Séance du CG du 24 OCTOBRE 2003 - INTERVENTION DE PATRICE LECLERC SUR L'EMPLOI
Monsieur le Président,

Le groupe communiste votera ce rapport en faveur des jeunes entreprises.
Mais j’insiste sur le fait que ce type de rapport, comme d’autres que nous votons ne forme pas une réelle politique pour l’emploi dans notre département.

J’observe que notre collègue Bary a changé de discours depuis plusieurs mois. Un discours qui ne s’est pas adapté à la réalité mais à la politique. En effet, jusqu’ici il glorifiait l’action du département sur l’emploi pour mieux vilipendier celle du gouvernement quand il était de gauche ! Ce qui était de la responsabilité du gouvernement devient étrangement celui d’une conjoncture internationale !

Dans le Parisien du 24 juin dernier, vous avez fait passer un encart à l’occasion des 40 ans des Hauts-de-Seine. Sous le titre Bonne santé de l’emploi : vous écriviez :

« Les Hauts de Seine restent un territoire convoité par les entreprises à tel
point que le département, avec 759.000 salariés est le 2ème vivier d'emplois
après Paris(…) Cette politique offensive menée par le Conseil général visant à favoriserleur implantation a un effet immédiat sur l'emploi.
Le taux de chômage au troisième trimestre 2002 était de 8 % contre 8,6 %
pour l'Ile de France et 9 % pour l'ensemble de l'hexagone. Jamais, le taux
de chômage n'a dépassé les 10 % sur le département. Et pour cause, les
créations d'emplois y sont les plus importantes de la région parisienne..."

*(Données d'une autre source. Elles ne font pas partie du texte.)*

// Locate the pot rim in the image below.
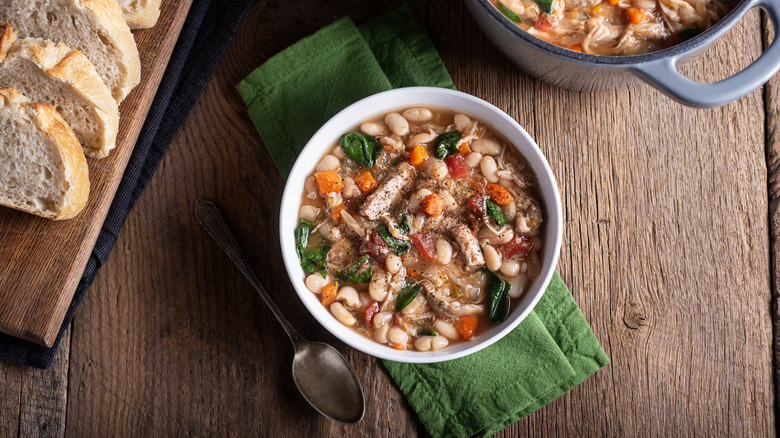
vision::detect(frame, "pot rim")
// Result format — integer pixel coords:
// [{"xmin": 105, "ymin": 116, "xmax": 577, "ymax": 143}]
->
[{"xmin": 476, "ymin": 0, "xmax": 755, "ymax": 66}]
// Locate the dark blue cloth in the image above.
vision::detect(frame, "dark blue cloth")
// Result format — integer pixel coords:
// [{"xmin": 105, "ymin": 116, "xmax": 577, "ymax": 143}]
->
[{"xmin": 0, "ymin": 0, "xmax": 257, "ymax": 369}]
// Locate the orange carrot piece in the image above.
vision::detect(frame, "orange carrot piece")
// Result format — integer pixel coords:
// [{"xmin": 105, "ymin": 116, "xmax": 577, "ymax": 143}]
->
[
  {"xmin": 354, "ymin": 170, "xmax": 376, "ymax": 193},
  {"xmin": 321, "ymin": 283, "xmax": 339, "ymax": 306},
  {"xmin": 314, "ymin": 170, "xmax": 344, "ymax": 196},
  {"xmin": 485, "ymin": 184, "xmax": 512, "ymax": 205},
  {"xmin": 455, "ymin": 315, "xmax": 477, "ymax": 341},
  {"xmin": 409, "ymin": 144, "xmax": 428, "ymax": 166},
  {"xmin": 422, "ymin": 193, "xmax": 444, "ymax": 217}
]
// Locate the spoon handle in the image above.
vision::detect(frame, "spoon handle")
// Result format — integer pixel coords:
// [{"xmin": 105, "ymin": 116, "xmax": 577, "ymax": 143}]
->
[{"xmin": 195, "ymin": 199, "xmax": 303, "ymax": 345}]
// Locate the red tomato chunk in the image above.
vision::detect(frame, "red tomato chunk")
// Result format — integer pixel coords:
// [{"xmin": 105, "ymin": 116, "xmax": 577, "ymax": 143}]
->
[{"xmin": 444, "ymin": 154, "xmax": 474, "ymax": 178}]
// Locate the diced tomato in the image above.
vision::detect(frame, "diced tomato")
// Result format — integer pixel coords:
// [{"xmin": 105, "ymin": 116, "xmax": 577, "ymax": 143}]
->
[
  {"xmin": 358, "ymin": 230, "xmax": 390, "ymax": 263},
  {"xmin": 534, "ymin": 12, "xmax": 558, "ymax": 32},
  {"xmin": 496, "ymin": 233, "xmax": 534, "ymax": 260},
  {"xmin": 365, "ymin": 301, "xmax": 379, "ymax": 329},
  {"xmin": 444, "ymin": 154, "xmax": 474, "ymax": 178},
  {"xmin": 409, "ymin": 233, "xmax": 437, "ymax": 262}
]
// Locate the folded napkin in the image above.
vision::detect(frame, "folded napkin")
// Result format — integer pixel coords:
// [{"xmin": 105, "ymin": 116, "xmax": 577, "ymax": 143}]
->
[
  {"xmin": 238, "ymin": 6, "xmax": 609, "ymax": 437},
  {"xmin": 0, "ymin": 0, "xmax": 257, "ymax": 369}
]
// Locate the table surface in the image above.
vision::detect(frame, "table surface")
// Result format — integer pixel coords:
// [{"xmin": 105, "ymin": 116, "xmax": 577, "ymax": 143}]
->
[{"xmin": 0, "ymin": 0, "xmax": 780, "ymax": 437}]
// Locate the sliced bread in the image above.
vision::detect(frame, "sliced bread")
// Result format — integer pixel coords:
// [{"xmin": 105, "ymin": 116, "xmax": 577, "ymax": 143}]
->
[
  {"xmin": 0, "ymin": 0, "xmax": 141, "ymax": 103},
  {"xmin": 0, "ymin": 23, "xmax": 119, "ymax": 158},
  {"xmin": 0, "ymin": 88, "xmax": 89, "ymax": 220},
  {"xmin": 119, "ymin": 0, "xmax": 160, "ymax": 29}
]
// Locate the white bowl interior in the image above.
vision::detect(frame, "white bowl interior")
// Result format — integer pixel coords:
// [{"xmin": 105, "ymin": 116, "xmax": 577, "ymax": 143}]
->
[{"xmin": 279, "ymin": 87, "xmax": 563, "ymax": 363}]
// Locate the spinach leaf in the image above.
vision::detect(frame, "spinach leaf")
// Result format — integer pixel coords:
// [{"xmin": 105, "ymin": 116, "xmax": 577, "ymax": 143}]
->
[
  {"xmin": 498, "ymin": 2, "xmax": 520, "ymax": 23},
  {"xmin": 482, "ymin": 268, "xmax": 512, "ymax": 324},
  {"xmin": 341, "ymin": 132, "xmax": 382, "ymax": 169},
  {"xmin": 295, "ymin": 219, "xmax": 330, "ymax": 278},
  {"xmin": 395, "ymin": 285, "xmax": 420, "ymax": 313},
  {"xmin": 338, "ymin": 255, "xmax": 372, "ymax": 283},
  {"xmin": 433, "ymin": 131, "xmax": 460, "ymax": 160},
  {"xmin": 485, "ymin": 199, "xmax": 509, "ymax": 225},
  {"xmin": 376, "ymin": 225, "xmax": 412, "ymax": 255}
]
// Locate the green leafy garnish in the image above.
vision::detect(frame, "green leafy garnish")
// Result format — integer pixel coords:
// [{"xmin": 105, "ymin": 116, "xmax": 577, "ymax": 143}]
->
[
  {"xmin": 498, "ymin": 2, "xmax": 520, "ymax": 23},
  {"xmin": 295, "ymin": 219, "xmax": 330, "ymax": 278},
  {"xmin": 485, "ymin": 199, "xmax": 509, "ymax": 225},
  {"xmin": 482, "ymin": 268, "xmax": 512, "ymax": 324},
  {"xmin": 341, "ymin": 132, "xmax": 382, "ymax": 169},
  {"xmin": 338, "ymin": 255, "xmax": 372, "ymax": 283},
  {"xmin": 376, "ymin": 225, "xmax": 412, "ymax": 255},
  {"xmin": 395, "ymin": 285, "xmax": 420, "ymax": 313},
  {"xmin": 433, "ymin": 131, "xmax": 460, "ymax": 160}
]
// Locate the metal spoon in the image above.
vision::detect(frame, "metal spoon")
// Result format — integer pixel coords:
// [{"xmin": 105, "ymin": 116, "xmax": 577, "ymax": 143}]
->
[{"xmin": 195, "ymin": 199, "xmax": 365, "ymax": 424}]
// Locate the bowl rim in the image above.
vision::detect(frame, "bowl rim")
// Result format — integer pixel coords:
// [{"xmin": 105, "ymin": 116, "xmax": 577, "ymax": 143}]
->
[
  {"xmin": 279, "ymin": 87, "xmax": 563, "ymax": 363},
  {"xmin": 476, "ymin": 0, "xmax": 755, "ymax": 67}
]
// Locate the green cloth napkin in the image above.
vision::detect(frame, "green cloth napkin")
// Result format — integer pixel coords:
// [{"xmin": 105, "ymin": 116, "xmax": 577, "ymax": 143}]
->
[{"xmin": 238, "ymin": 6, "xmax": 609, "ymax": 437}]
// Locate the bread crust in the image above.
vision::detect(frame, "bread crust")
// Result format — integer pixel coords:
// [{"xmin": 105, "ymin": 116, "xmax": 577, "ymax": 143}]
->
[
  {"xmin": 120, "ymin": 0, "xmax": 162, "ymax": 29},
  {"xmin": 0, "ymin": 88, "xmax": 90, "ymax": 220}
]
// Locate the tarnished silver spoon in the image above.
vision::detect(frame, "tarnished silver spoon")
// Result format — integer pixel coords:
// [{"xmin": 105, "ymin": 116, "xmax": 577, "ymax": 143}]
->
[{"xmin": 195, "ymin": 199, "xmax": 365, "ymax": 424}]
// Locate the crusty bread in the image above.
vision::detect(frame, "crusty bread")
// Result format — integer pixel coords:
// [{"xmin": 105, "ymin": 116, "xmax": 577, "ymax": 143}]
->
[
  {"xmin": 0, "ymin": 0, "xmax": 141, "ymax": 103},
  {"xmin": 0, "ymin": 23, "xmax": 119, "ymax": 158},
  {"xmin": 119, "ymin": 0, "xmax": 161, "ymax": 29},
  {"xmin": 0, "ymin": 88, "xmax": 89, "ymax": 220}
]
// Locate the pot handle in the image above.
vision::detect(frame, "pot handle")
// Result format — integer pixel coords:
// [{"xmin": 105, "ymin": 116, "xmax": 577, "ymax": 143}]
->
[{"xmin": 631, "ymin": 0, "xmax": 780, "ymax": 108}]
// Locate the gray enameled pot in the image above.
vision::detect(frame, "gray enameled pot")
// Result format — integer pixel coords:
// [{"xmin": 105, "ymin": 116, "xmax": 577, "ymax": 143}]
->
[{"xmin": 466, "ymin": 0, "xmax": 780, "ymax": 108}]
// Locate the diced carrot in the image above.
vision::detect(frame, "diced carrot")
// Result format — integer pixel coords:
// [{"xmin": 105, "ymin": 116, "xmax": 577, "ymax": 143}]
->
[
  {"xmin": 455, "ymin": 315, "xmax": 477, "ymax": 341},
  {"xmin": 409, "ymin": 144, "xmax": 428, "ymax": 166},
  {"xmin": 422, "ymin": 193, "xmax": 444, "ymax": 217},
  {"xmin": 330, "ymin": 204, "xmax": 344, "ymax": 221},
  {"xmin": 314, "ymin": 170, "xmax": 344, "ymax": 196},
  {"xmin": 321, "ymin": 283, "xmax": 339, "ymax": 306},
  {"xmin": 485, "ymin": 184, "xmax": 512, "ymax": 205},
  {"xmin": 626, "ymin": 8, "xmax": 650, "ymax": 24},
  {"xmin": 355, "ymin": 170, "xmax": 376, "ymax": 193}
]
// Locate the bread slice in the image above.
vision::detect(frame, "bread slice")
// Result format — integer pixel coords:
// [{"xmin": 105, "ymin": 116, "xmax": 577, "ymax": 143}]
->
[
  {"xmin": 0, "ymin": 88, "xmax": 89, "ymax": 220},
  {"xmin": 119, "ymin": 0, "xmax": 160, "ymax": 29},
  {"xmin": 0, "ymin": 23, "xmax": 119, "ymax": 158},
  {"xmin": 0, "ymin": 0, "xmax": 141, "ymax": 103}
]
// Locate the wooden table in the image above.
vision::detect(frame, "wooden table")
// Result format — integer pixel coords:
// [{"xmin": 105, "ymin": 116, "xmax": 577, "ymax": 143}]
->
[{"xmin": 0, "ymin": 0, "xmax": 780, "ymax": 437}]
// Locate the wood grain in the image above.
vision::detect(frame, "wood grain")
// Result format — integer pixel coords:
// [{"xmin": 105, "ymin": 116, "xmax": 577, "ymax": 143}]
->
[{"xmin": 0, "ymin": 0, "xmax": 192, "ymax": 346}]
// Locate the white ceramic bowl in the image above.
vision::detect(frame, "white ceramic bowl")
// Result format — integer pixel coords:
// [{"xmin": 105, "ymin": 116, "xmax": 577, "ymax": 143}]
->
[{"xmin": 279, "ymin": 87, "xmax": 563, "ymax": 363}]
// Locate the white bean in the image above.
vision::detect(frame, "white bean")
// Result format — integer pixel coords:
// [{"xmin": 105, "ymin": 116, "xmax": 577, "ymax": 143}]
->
[
  {"xmin": 501, "ymin": 260, "xmax": 520, "ymax": 277},
  {"xmin": 466, "ymin": 152, "xmax": 482, "ymax": 167},
  {"xmin": 479, "ymin": 155, "xmax": 498, "ymax": 184},
  {"xmin": 436, "ymin": 239, "xmax": 452, "ymax": 265},
  {"xmin": 439, "ymin": 190, "xmax": 458, "ymax": 211},
  {"xmin": 425, "ymin": 158, "xmax": 449, "ymax": 179},
  {"xmin": 300, "ymin": 205, "xmax": 320, "ymax": 222},
  {"xmin": 374, "ymin": 311, "xmax": 393, "ymax": 327},
  {"xmin": 374, "ymin": 325, "xmax": 390, "ymax": 344},
  {"xmin": 433, "ymin": 319, "xmax": 460, "ymax": 341},
  {"xmin": 482, "ymin": 245, "xmax": 501, "ymax": 272},
  {"xmin": 385, "ymin": 254, "xmax": 403, "ymax": 274},
  {"xmin": 330, "ymin": 301, "xmax": 357, "ymax": 326},
  {"xmin": 403, "ymin": 108, "xmax": 433, "ymax": 122},
  {"xmin": 387, "ymin": 326, "xmax": 409, "ymax": 345},
  {"xmin": 336, "ymin": 286, "xmax": 360, "ymax": 310},
  {"xmin": 331, "ymin": 146, "xmax": 347, "ymax": 160},
  {"xmin": 414, "ymin": 336, "xmax": 433, "ymax": 351},
  {"xmin": 454, "ymin": 114, "xmax": 471, "ymax": 131},
  {"xmin": 306, "ymin": 274, "xmax": 328, "ymax": 294},
  {"xmin": 360, "ymin": 122, "xmax": 390, "ymax": 137},
  {"xmin": 471, "ymin": 138, "xmax": 501, "ymax": 155},
  {"xmin": 431, "ymin": 336, "xmax": 450, "ymax": 351},
  {"xmin": 314, "ymin": 154, "xmax": 341, "ymax": 172},
  {"xmin": 385, "ymin": 113, "xmax": 409, "ymax": 137}
]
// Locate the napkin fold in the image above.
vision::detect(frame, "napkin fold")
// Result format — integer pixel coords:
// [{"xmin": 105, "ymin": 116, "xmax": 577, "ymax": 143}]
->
[{"xmin": 237, "ymin": 6, "xmax": 609, "ymax": 437}]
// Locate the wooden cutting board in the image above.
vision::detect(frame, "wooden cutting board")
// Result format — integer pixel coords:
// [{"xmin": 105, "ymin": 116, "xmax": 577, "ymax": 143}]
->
[{"xmin": 0, "ymin": 0, "xmax": 192, "ymax": 346}]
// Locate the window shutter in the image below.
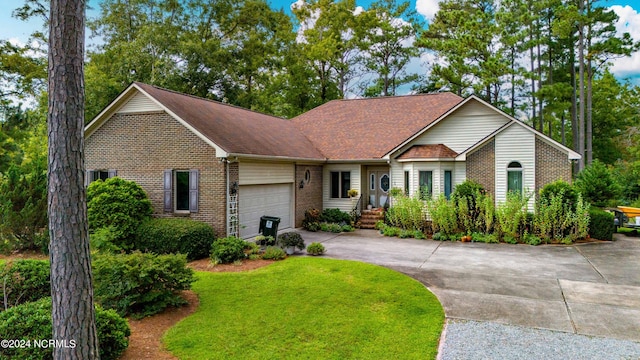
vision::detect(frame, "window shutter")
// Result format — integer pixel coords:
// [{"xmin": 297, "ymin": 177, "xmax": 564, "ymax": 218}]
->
[
  {"xmin": 163, "ymin": 170, "xmax": 173, "ymax": 212},
  {"xmin": 84, "ymin": 170, "xmax": 93, "ymax": 187},
  {"xmin": 189, "ymin": 169, "xmax": 200, "ymax": 212}
]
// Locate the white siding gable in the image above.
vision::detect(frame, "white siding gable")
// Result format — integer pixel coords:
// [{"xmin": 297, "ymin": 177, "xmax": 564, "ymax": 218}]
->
[
  {"xmin": 408, "ymin": 101, "xmax": 509, "ymax": 153},
  {"xmin": 495, "ymin": 124, "xmax": 536, "ymax": 211},
  {"xmin": 118, "ymin": 91, "xmax": 162, "ymax": 113}
]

Comme le dirait notre collègue Bary : la conjoncture change.mais notre département ne fait pas la preuve d’une meilleur efficacité de résistance en terme de remonté du chômage !

Pour aller vite, nous payons ici comme ailleurs la politique libéral du gouvernement et les choix patronaux exclusif en matière de rentabilité financière.

Ainsi le Parisien d’hier nous annonce des licenciements ou délocalisations partout dans le département : 260 à Alstom Levallois, 169 à aventis Antony, 100 à Canon Courbevoie, 180 à Kodak Bagneux, 130 à Débitel Chaville, 250 à Dolphin Meudon,167 à Locatel plus des délocalisations de production à la Snecma Gennevilliers.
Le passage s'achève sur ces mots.